Is it possible to include integral transformation of a variable in Bayesian hierarchical models? I am tackling a problem, which might be described by the following analogy:
Suppose we have N similar cars riding on the road, and their speed depends on several factors: proportion of chemicals in gasoline (continuous variable), whether a car has a powerful engine (categorical), and the quality of the part of the road that the car rides on a given moment (might be continuous or discrete).
We have some estimates of how exactly these factors influence speed from engineers/experts, so we want to include this prior knowledge of coefficients by running a Bayesian inference rather than just fitting a regression as is.
The problem is that to fit any kind of model, we have to have both independent variables and targets, but we do not have any data for the speed of cars - instead we only know the total distance these cars traveled on the road. This means that the only target variable we can train our model with has to be derived from speed as some integral of speed over time and road quality (for these we also have the data).
My question is: does Bayesian inference somehow allow for this integral kind of variable/distribution transformation in hierarchical modeling? It gives us the power to transform variables by exponentiating them or passing them as parameters to other distributions, but I have no idea about integrals.
If it is possible (maybe with some other method than BI), I would also like to know how to evaluate this proxied speed formula, and/or use some potential scarce data about these speeds (from limited experiments) to train the general model.
Thank you in advance!
 A: Yes, if you can write down the integral, then this is possible. You'll almost certainly end up using some MCMC sampler and the details depend on the sampler. You basically need to somehow calculate the parameters of the likelihood function for what you observe from the underlying parameters your interested in and that can involve integrals (or differential equations etc.).

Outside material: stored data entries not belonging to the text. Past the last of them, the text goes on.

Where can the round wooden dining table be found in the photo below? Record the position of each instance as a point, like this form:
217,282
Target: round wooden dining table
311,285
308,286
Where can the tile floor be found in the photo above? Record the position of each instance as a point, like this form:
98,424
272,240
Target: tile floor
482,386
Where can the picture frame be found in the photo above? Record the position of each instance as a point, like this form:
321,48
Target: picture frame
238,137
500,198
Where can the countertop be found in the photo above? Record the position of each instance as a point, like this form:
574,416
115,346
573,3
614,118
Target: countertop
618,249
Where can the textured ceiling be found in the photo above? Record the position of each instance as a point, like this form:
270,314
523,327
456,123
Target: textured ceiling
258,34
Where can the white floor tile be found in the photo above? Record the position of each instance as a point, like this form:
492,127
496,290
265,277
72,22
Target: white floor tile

With "traditional" (e.g. Metropolis-Hastings type) samplers, you just need a function that evaluates the integral to plug that in (some MCMC samplers such as PROC MCMC in SAS have numeric integration by quadrature available and that's not too crazy to manually implement, either), while with modern Hamiltonian Monte Carlo samplers you'll also need derivatives of the integral (or express it so that auto-differentiation can obtain this for you). E.g. Stan (which you can use in R via the rstan package or in some situations via the simpler brms, in python via pystan etc.) has ready made capabilities for 1d-integrals, while for more complex integrals some more thinking/re-expressing as differential equations (for which there are then various differential equation solvers available). You might also be able to sample from the integral without having to numerically solve it. Of course, these tend to be time consuming steps, so 1) make sure you cannot analytically solve the integral and 2) if you have computers or servers with lots of CPUs, then use the parallelization capabilities of tools like Stan.